Um dia somos amados. Como sempre achámos ter sido. Encostados estávamos já à borda do precipício, desterrados sem conhecimento. Dez dias depois, pesado pé que nos calca, fere e arrasa o melhor de nós para uma queda livre, sem precedentes. ‘Já não te quero!’ Não importa o que pensas, sentes, o que dizes, a cara que fazes, o que imploras, a explicação que pedes, as dúvidas que te assaltam, as lágrimas que choras, os problemas que tenhas, o carinho que imploras. ‘Não quero saber!’ Nunca mais interessa o que foste, o que deste, o que ouviste, o que te prometeram, o que te entregaste, o que viveste, no que acreditaste, nos planos que fizeste, as vezes que tentaste. Não és notada ou reconhecida. Não tens valor. És menos que nada. És má mãe, má mulher, má companheira (a pior), má amante, má dona-de-casa, má pessoa, má-tudo. ‘Não quero ouvir o que dizes, não te posso ouvir.’

E acreditas.
Achas-te tão injustiçada,
mas acreditas.
Apenas porque não entendes como é possível teres sido alvo de tamanho engano, não acreditas que haja pessoas tão corajosas e imprevisíveis assim. Não acreditas. E como no teu mundo não existem pessoas tão vis, a culpa é tua. O mal está em ti. Quem te mandou não vires embora quando tiveste vontade e a borda estava longe? Quem te mandou voltar de cada vez que te pediram e até imploraram? Quem te mandou deixares-te tocar pelo desespero e insegurança dos outros? Quem te mandou acreditar quando te diziam que eras perfeita? Quem te mandou crer que eras a melhor pessoa que se tinha conhecido? Quem te mandou não seres mais bonita, mais obediente, mais ... tudo?

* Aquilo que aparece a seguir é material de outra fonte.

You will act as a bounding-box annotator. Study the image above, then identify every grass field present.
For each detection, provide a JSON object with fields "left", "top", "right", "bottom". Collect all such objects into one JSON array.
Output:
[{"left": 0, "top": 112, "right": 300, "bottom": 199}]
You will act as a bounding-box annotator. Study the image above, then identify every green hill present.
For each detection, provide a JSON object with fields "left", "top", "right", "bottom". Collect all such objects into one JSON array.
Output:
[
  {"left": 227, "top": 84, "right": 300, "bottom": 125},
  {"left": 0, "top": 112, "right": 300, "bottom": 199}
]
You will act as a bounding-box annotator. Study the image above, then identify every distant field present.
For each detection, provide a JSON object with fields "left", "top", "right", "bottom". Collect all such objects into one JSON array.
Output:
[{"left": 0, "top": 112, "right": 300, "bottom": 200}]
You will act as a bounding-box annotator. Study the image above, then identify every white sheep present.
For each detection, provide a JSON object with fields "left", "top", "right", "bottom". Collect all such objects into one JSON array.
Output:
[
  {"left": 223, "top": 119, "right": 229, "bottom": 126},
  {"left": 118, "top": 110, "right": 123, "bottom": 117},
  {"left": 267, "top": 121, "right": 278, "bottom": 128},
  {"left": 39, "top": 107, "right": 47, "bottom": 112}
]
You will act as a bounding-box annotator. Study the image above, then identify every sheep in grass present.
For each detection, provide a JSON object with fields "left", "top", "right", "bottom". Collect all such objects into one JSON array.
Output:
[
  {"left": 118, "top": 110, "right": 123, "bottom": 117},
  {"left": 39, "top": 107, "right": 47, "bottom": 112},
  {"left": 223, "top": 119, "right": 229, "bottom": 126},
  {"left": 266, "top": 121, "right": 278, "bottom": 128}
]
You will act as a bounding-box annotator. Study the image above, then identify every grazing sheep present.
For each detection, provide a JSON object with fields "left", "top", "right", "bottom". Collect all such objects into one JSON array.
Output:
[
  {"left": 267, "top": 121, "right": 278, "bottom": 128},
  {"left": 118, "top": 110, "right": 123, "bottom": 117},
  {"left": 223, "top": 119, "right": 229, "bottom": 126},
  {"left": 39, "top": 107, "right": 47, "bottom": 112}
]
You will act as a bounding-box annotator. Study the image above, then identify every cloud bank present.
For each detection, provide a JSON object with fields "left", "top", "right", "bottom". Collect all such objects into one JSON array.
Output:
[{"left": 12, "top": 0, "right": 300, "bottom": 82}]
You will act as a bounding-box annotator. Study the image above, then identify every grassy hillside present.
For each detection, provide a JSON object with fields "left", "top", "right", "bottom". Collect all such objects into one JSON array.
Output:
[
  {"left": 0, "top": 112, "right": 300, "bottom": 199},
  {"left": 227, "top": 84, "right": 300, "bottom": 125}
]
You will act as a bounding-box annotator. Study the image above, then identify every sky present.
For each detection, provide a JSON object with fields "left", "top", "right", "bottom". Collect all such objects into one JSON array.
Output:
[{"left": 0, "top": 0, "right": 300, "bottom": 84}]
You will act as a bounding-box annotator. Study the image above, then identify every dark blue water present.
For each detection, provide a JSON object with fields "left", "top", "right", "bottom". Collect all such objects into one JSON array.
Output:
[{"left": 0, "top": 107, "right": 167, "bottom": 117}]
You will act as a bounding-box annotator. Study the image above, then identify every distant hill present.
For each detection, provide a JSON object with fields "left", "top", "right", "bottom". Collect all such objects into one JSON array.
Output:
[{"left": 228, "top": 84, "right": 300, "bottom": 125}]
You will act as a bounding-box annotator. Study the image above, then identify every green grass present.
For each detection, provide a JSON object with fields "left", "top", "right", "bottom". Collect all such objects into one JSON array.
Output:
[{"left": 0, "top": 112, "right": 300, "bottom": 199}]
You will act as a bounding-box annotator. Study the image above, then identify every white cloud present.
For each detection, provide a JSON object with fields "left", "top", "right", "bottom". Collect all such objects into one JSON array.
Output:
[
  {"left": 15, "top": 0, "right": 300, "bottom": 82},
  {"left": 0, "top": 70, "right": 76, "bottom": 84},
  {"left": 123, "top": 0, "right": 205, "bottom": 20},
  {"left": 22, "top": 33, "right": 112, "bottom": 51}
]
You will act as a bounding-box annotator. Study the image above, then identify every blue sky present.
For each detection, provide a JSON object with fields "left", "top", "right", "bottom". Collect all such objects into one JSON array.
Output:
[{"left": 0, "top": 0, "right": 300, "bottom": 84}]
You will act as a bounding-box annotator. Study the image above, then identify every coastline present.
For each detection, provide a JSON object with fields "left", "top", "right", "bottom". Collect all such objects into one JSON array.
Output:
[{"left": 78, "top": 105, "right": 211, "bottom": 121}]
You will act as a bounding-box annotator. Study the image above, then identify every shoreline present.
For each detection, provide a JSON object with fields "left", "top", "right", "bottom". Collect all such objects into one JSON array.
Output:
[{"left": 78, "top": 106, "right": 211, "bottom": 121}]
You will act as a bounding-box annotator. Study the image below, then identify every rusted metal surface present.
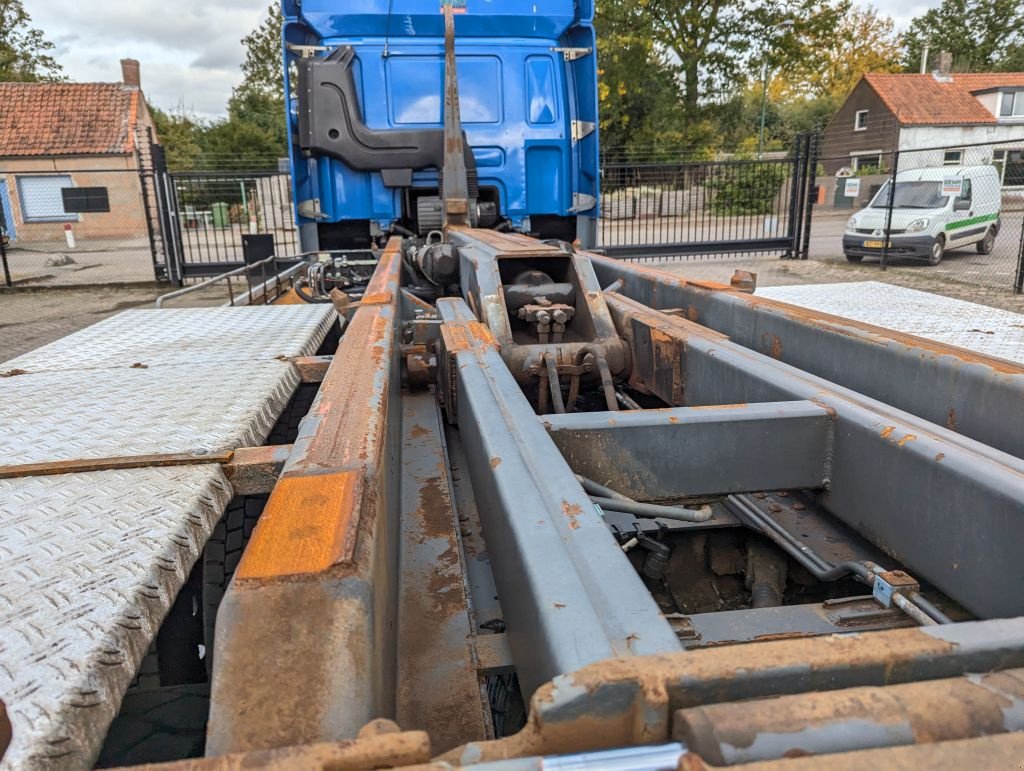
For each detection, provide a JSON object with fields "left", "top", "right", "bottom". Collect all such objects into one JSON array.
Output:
[
  {"left": 591, "top": 255, "right": 1024, "bottom": 458},
  {"left": 119, "top": 731, "right": 431, "bottom": 771},
  {"left": 606, "top": 293, "right": 1024, "bottom": 617},
  {"left": 207, "top": 240, "right": 401, "bottom": 755},
  {"left": 544, "top": 399, "right": 830, "bottom": 501},
  {"left": 223, "top": 444, "right": 292, "bottom": 496},
  {"left": 700, "top": 733, "right": 1024, "bottom": 771},
  {"left": 437, "top": 299, "right": 679, "bottom": 693},
  {"left": 440, "top": 618, "right": 1024, "bottom": 765},
  {"left": 292, "top": 356, "right": 333, "bottom": 383},
  {"left": 395, "top": 392, "right": 488, "bottom": 752},
  {"left": 0, "top": 451, "right": 233, "bottom": 479},
  {"left": 672, "top": 670, "right": 1024, "bottom": 766}
]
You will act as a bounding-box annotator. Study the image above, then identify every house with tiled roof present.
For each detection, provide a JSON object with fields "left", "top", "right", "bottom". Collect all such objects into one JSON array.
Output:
[
  {"left": 820, "top": 58, "right": 1024, "bottom": 187},
  {"left": 0, "top": 59, "right": 155, "bottom": 250}
]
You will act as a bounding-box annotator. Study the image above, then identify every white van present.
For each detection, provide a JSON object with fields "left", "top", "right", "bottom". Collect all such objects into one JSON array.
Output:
[{"left": 843, "top": 166, "right": 1002, "bottom": 265}]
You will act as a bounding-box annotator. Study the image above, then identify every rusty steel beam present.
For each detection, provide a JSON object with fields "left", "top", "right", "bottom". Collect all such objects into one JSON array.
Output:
[
  {"left": 437, "top": 299, "right": 680, "bottom": 694},
  {"left": 290, "top": 356, "right": 334, "bottom": 383},
  {"left": 672, "top": 670, "right": 1024, "bottom": 766},
  {"left": 606, "top": 293, "right": 1024, "bottom": 617},
  {"left": 206, "top": 239, "right": 401, "bottom": 755},
  {"left": 591, "top": 255, "right": 1024, "bottom": 458},
  {"left": 122, "top": 731, "right": 431, "bottom": 771},
  {"left": 439, "top": 618, "right": 1024, "bottom": 768},
  {"left": 223, "top": 444, "right": 292, "bottom": 496}
]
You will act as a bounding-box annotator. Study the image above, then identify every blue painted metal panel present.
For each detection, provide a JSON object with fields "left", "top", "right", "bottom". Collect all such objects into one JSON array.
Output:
[{"left": 283, "top": 0, "right": 598, "bottom": 230}]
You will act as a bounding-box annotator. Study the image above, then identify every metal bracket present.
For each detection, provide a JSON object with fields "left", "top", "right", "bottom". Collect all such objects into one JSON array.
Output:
[
  {"left": 285, "top": 43, "right": 331, "bottom": 59},
  {"left": 569, "top": 192, "right": 597, "bottom": 214},
  {"left": 570, "top": 121, "right": 597, "bottom": 142},
  {"left": 871, "top": 570, "right": 921, "bottom": 608},
  {"left": 298, "top": 198, "right": 324, "bottom": 219},
  {"left": 551, "top": 46, "right": 594, "bottom": 61}
]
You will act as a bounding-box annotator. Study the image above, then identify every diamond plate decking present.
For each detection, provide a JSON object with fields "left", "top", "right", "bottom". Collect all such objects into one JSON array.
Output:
[
  {"left": 757, "top": 282, "right": 1024, "bottom": 363},
  {"left": 0, "top": 305, "right": 335, "bottom": 770}
]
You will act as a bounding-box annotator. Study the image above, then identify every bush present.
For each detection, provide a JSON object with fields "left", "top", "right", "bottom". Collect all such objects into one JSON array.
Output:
[{"left": 706, "top": 162, "right": 788, "bottom": 215}]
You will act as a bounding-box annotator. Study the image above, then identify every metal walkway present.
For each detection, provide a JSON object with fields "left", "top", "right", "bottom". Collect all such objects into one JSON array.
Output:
[
  {"left": 0, "top": 305, "right": 335, "bottom": 769},
  {"left": 757, "top": 282, "right": 1024, "bottom": 363}
]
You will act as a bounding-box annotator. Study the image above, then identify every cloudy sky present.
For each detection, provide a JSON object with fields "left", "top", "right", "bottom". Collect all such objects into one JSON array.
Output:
[{"left": 24, "top": 0, "right": 939, "bottom": 118}]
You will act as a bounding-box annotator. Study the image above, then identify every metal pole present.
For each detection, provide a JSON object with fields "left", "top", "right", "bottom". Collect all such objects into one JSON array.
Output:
[
  {"left": 0, "top": 233, "right": 14, "bottom": 287},
  {"left": 882, "top": 149, "right": 899, "bottom": 270},
  {"left": 1014, "top": 207, "right": 1024, "bottom": 295},
  {"left": 758, "top": 58, "right": 768, "bottom": 161}
]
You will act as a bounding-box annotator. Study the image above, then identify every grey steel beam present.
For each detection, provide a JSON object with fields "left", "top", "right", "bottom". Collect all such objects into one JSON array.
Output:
[
  {"left": 591, "top": 256, "right": 1024, "bottom": 458},
  {"left": 543, "top": 401, "right": 831, "bottom": 501},
  {"left": 437, "top": 299, "right": 680, "bottom": 695},
  {"left": 607, "top": 293, "right": 1024, "bottom": 617}
]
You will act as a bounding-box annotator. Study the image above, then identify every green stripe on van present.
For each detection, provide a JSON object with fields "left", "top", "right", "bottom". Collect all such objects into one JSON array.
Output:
[{"left": 946, "top": 213, "right": 999, "bottom": 230}]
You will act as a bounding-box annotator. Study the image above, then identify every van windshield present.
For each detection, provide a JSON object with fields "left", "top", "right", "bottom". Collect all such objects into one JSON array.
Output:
[{"left": 871, "top": 182, "right": 946, "bottom": 209}]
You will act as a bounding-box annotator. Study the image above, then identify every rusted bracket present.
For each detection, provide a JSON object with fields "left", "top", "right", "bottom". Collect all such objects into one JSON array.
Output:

Um dia foste boa. Um dia foste tudo: alma-gémea, o mundo, a companheira de vida, a mãe ideal para filhos futuros e que se queria até para filhos não-teus. A vida não fazia sentido sem ti. Eras necessária, imprescindível, tapavas furos e falhas, acalmavas angústias e medos de separações recentes, de relações parentais estragadas, de situações profissionais impossíveis. Nunca pensando em somar, subtrair ou multiplicar o que estava a ser-te pedido ou retirado, sempre pensando que do amar fazem parte estes requisitos, deveres e obrigações com a consciência de que um dia precisada, um dia paga na mesma moeda.

Inocente criatura.

Não saberia fazer diferente. Peçam-lhe todos os sacrifícios do mundo, mas para amar com reservas, de pé atrás, impedida de pisar terrenos que deviam ser OBRIGATÓRIOS....não sabe.